Desde que me lembro sempre me
repugnou o chico esperto. Peito estofado, andar arrogante, muito dono de si,
desenrascado, bem-falante e amante do improviso. Mas, sempre senti que estava um
pouco sozinha nesta minha repugnância.
Quem já não viu este admirado
ser, rodeado de gente divertida e aprovadora para com a sua esperteza, enquanto
relata sem pejo a sua maestria que vai desde enganar o fisco até ao copianço –
sem suspeita alguma do professor – de passar à frente dos outros numa fila de
supermercado ou no acesso a uma consulta numa qualquer especialidade
hospitalar, entrar sem pagar bilhete no concerto já superlotado ou ver aprovado
um projeto por conhecer a pessoa certa no cargo certo.
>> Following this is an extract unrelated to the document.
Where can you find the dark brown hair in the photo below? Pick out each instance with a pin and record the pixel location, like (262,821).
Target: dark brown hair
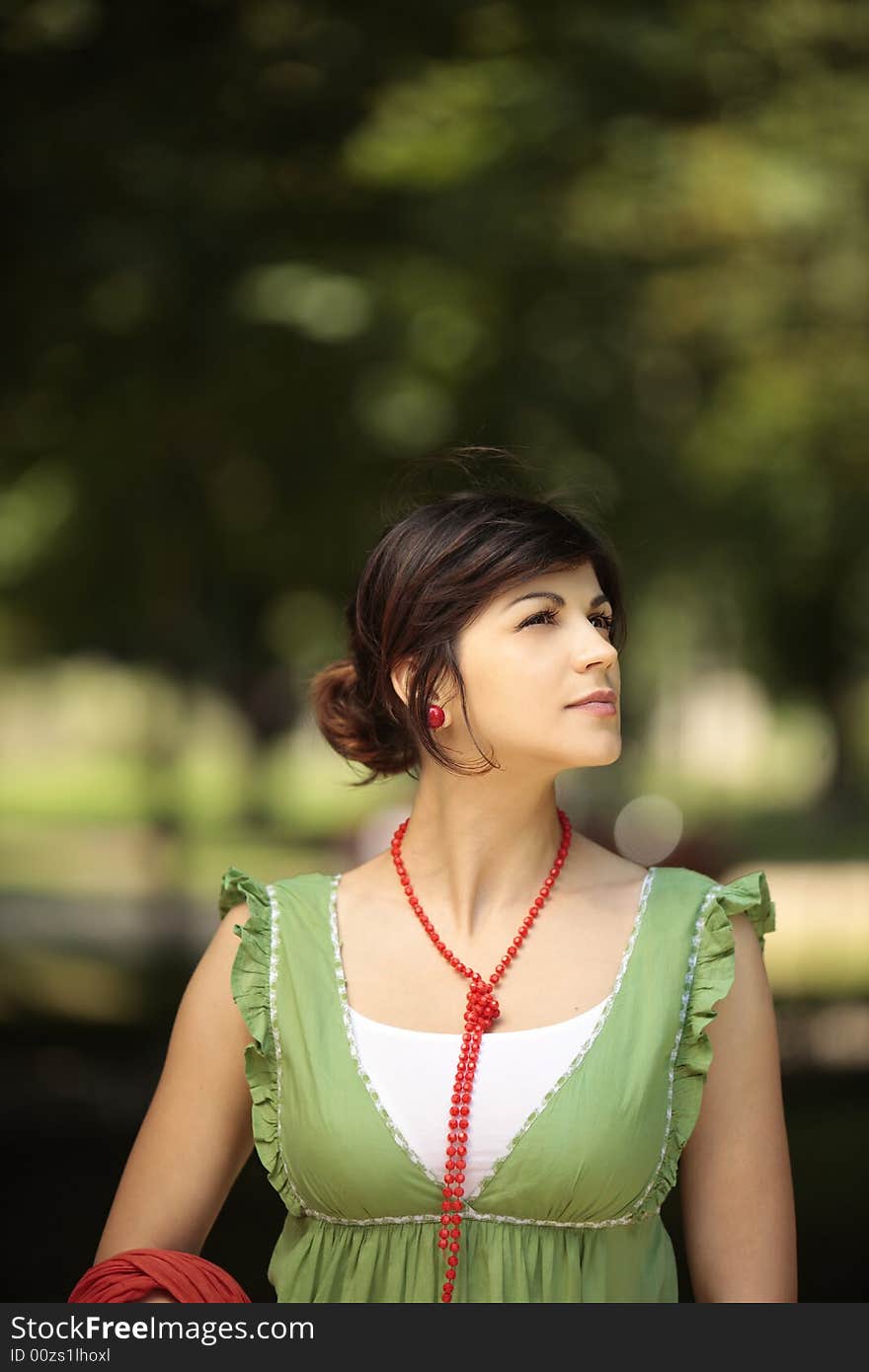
(429,575)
Seria de esperar que depois de
enganarem o sistema – e por consequência todos nós – se privassem depois de
relatar as suas toscas aventuras, mas não; pelo contrário, relatam-nas a todos
quantos possam porque chico espertismo sem audiência não tem a mesma graça;
seria também de esperar que, nós, os enganados, de alguma forma os
reprovássemos, mas, mistério dos mistérios, achamos muito engraçado as suas
“histórias de enganar” e se vemos alguém que não tem a mesma habilidade ainda
os apontamos como modelo a seguir pelos menos habilidosos nessa arte do
desenrascanço.
Neste clima onde só não engana
quem não pode ou quem não tem habilidade é pois de esperar que quem tem cargos
de poder e tenha habilidade – se não tiver dificilmente lá chega - usufrua de tudo quanto possa e ainda se
vanglorie disso.
Quando nós formos capazes de
apreciar mais o esforço do que os resultados de alguém, quando apreciarmos mais
a honestidade do que a esperteza saloia, quando repararmos mais num sorriso
sincero do que num belo carro, quando aprovarmos as pessoas pelo que elas são e
não pelo que elas têm, aí sim , as
coisas começam a mudar, pois sem o apreço alheio, sem que alguém nele repare, sem aprovação de quem o rodeia o
chico esperto desintegra-se pois sem audiência está condenado á triste figura de um ator
decrépito sem palco.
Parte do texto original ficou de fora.